Ziya Akkurt'un Akbank ile ilgili verdiği bilgiler ise özetle şöyle: Akbank, 31 Aralık 2010 itibarıyla 22,3 milyar dolar piyasa değeri ile Türkiye'nin en değerli şirketi konumunda. ATM parkurunda yüzde 17 büyüdü ve ikinci durumda. 2010'da yenilikçi ürün, hizmet ve bankacılık işlemleriyle sektöre yön verdi. 2011'de kredilerde büyüme hedefi yüzde 25, mevduatta yüzde 15. Sektörün üzerinde ihtiyatlı bir büyüme hedefliyorlar. 2011'de altyapı ve teknolojiye yaklaşık 200 milyon dolar yatırım yapacaklar. Rusya, Orta Asya Cumhuriyetleri ve Kuzey Afrika'yı öncelikli pazarlar olarak belirlediler. Kurumsal sosyal sorumluluk projelerinde gençleri ve çocuklara öncelik veriyorlar ve bir taraftan da Anadolu'ya yaygınlaştırmaya çalışıyorlar.

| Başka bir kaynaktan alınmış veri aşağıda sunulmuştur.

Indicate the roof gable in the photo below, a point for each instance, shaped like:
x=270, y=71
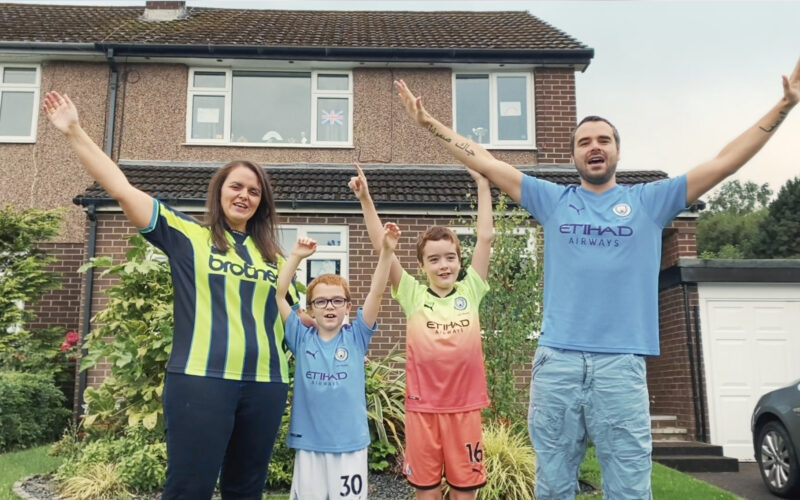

Müşterilerinin bankacılık işlemlerinin yüzde 60'ını alternatif dağıtım kanalları üzerinden gerçekleştirdiğini ve bu kanalları kullanan müşteri sayıları son 4 yılda yıllık ortalama yüzde 12,5 arttığını vurgulayan Akkurt, bu çerçevede 2011'te teknolojiye 200 milyon dolarlık yatırım yapacaklarını kaydetti. Akbank Genel Müdürü, "ATM ağımızı yaygınlaştıracağız, şubemizin olmadığı yerlerde müşterilerimize ulaşacağız. İnternet altyapımızı daha da güçlendireceğiz. Mobil uygulamalarımızla, her an her yerde müşterilerimizin yanında olacağız." dedi.
"YURTDIŞINDA BANKA ALMA DÜŞÜNCEMİZ YOK"
Akbank Genel Müdürü Akkurt, soru cevap bölümünde; yurtdışında banka almayı düşünüp düşünmedikleri konusunda, "Ortadoğu ve Balkanlarda banka alma düşüncemiz yok. Buralarda muhabirlik ilişkilerimizi geliştireceğiz. Türkiye'de gelişmeyi düşünüyoruz. Krizden sonra bir başka ülkeye gitmek zor hale geldi." açıklamasında bulundu. Kredi notu konusunda da Türkiye'nin bu sene yatırım reytingi notunu alacağına inandığını, reyting notu artışının seçimden önce gelebileceğini dile getirdi.
Bankaların ücret ve komisyonlarını artırmalarını beklemeyen Akkurt, bununla birlikte ücret ve komisyonların Avrupa ile karşılaştırıldığında oldukça düşük olduğunu, kamuoyundaki tartışmayı biraz abartılı bulduğunu da söyledi. Güneydoğu'da şubelerinde Kürtçe hizmet verip vermeyecekleri konusundaki bir soruya, konuyu 'politik bir tartışma' olarak gördüğünü belirterek, cevap vermedi. Japon Yeni cinsinden döviz kullananların mağduriyeti konusunda bankaların bir suçu olmadığını, bankaların kimseye zorla döviz kredisi kullandırmadığını anlattı.
Hissedarları Citybank'ın başta Türkiye olmak üzere gelişmekte olan ülkelerde varlığını sürdürmek istediğini aktaran Akbank Genel Müdürü Akkurt, "Yakında çok ses getirecek bir projeyi paylaşacağız, 3-5 ay sonra. Her iki taraf Türkiye'de birlikte hareket etmekten mutlu." şeklinde konuştu.